Summary
I once made the mistake of preaching about sex on Mother’s Day.
Some folks got angry and I remember thinking: “Don’t you know how a woman becomes a mother? Don’t you know where babies come from?”
Some folks think it’s a bad place.
It certainly is a place where we feel shame.
Shame is that feeling we get when something about us feels incomplete or inadequate.
Shame isn’t bad, but what we do with it can be bad… or the way to make a baby.
And nothing is better than a baby.
So where do babies come from?
Psalm 51 is where baby Jesus comes from.
It is where the Way, the Truth, the Light, and the Life comes from.
It is where your righteousness comes from.
You, Mother Church, give birth to Christ in this world, unless of course you never learned just where it is that babies come from.
Psalm 51 is the prayer that David prayed after he had “gone into Bathsheba,” murdered her husband, and been confronted by Nathan the prophet.
Nathan told David about a rich man that slaughtered a poor man’s only lamb and served it for dinner.
And then Nathan said, “David you are that man.”
Which makes Bathsheba, Uriah, or, maybe… Jesus, the lamb.
David prayed “O God, against you and you only have I sinned.”

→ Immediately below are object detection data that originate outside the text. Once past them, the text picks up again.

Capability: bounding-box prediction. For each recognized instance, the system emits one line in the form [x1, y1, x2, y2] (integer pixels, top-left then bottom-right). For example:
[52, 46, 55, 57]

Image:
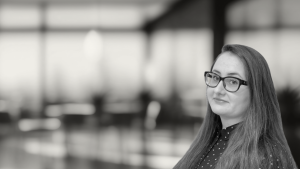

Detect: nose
[215, 80, 226, 95]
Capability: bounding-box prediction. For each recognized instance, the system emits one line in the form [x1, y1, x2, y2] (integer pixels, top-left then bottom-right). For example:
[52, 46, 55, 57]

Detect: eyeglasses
[204, 72, 247, 92]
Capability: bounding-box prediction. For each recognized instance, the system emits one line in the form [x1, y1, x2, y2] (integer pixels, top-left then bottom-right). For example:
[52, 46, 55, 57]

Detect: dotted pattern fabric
[195, 124, 238, 169]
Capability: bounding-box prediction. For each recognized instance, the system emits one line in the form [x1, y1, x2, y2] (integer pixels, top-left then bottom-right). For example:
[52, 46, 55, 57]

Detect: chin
[211, 106, 229, 115]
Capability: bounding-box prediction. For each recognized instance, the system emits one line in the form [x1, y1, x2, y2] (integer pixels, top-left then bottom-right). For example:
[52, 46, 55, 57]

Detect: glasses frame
[204, 71, 248, 93]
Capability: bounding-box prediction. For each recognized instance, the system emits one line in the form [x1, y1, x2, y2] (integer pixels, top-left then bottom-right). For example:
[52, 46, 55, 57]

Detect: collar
[218, 123, 240, 141]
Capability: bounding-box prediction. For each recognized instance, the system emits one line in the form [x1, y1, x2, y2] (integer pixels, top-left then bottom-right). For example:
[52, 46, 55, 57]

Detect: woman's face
[207, 52, 250, 121]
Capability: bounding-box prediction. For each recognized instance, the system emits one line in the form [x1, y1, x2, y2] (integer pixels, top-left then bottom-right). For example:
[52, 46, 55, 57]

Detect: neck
[221, 117, 243, 129]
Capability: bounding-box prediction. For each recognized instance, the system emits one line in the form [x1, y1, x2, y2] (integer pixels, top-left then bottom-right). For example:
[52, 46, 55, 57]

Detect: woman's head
[206, 51, 251, 127]
[175, 45, 295, 169]
[207, 45, 281, 132]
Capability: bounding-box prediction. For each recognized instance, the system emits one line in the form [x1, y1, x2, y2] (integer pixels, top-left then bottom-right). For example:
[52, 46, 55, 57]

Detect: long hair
[174, 45, 297, 169]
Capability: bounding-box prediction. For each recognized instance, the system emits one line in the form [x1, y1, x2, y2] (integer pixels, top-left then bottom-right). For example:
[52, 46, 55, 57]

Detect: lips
[214, 98, 228, 103]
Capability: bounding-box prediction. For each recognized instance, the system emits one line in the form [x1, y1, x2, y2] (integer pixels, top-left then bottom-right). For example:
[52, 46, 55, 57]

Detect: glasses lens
[205, 73, 220, 87]
[224, 78, 240, 92]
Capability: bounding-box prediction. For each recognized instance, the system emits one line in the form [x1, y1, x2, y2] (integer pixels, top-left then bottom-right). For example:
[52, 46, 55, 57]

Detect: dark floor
[0, 123, 195, 169]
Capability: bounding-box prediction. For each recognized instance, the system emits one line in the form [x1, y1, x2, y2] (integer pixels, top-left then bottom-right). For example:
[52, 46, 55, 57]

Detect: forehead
[212, 52, 246, 78]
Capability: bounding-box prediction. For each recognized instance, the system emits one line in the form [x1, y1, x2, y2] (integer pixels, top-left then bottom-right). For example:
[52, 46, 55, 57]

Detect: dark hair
[174, 45, 297, 169]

David took the Love in Bathsheba and the Life in Uriah.
God is Love. Jesus is the Life.
David took the life of the Good like fruit from a tree in a garden.
David prays, “I have done what is evil in your sight, so that you may be justified in your words and blameless in your judgment.”
We think God judges because we sin.
God, David, and St. Paul (Romans 3:4-6) seem to think we sin because God judges and wants us to see his judgment and justify His judgment, exclaiming, “Wow, God’s Judgment is Good!”
It’s as if all the suffering of this world is worth seeing God’s judgment—kind of like all the suffering of labor is worth the sight of a newborn baby.
It’s as if we’re to give birth to God’s Judgement.
Nathan tells David that his sin has been put away.
Forgiveness: that’s God’s Judgment.
“Nevertheless,” says Nathan, “the son born to you—the Son of David—will die.”
David threw himself upon the earth for seven days; the son of David died, and David got up, entered the house of the Lord, and worshiped.
Then David entered Bathsheba and comforted her.
Then Bathsheba gave birth to Solomon, Prince of Peace and very great grandfather of Jesus—the Son of David.
And that’s where Jesus comes from.
Jesus is the slaughtered lamb that bears our sin to destruction in the fire of God’s Mercy.
And Jesus is the slaughtered lamb that rises in you as the righteousness of God.
Jesus is the judgment of God. We die with him and rise with him.
And that’s where your righteousness comes from.
Righteousness is the judgment of God in, and through, you.
You cannot make yourself righteous; to try is just to cover your shame.
But you can and you will give birth to righteousness when you surrender your shame to your Helper in the Covenant of Grace.
David confessed his sin and gave birth to righteousness; he gave birth to you—the Church.
Sometimes it seems that we forget where our righteousness comes from.
We’re like a bride that’s confused getting fat with getting pregnant.
We confuse eating the lamb with surrendering to our bridegroom.
We took the life of the Good from the tree in the middle of the Garden.
When we surrender that sin and expose our shame…
We see that the Good fore-gave his Life on that tree in the middle of the Garden.
And we receive the Life of the Good from that tree in the middle of the Garden.
That’s the Judgment of God, and that’s where Eternal Life comes from—a “bad place” that reveals the very best place, the Heart of God.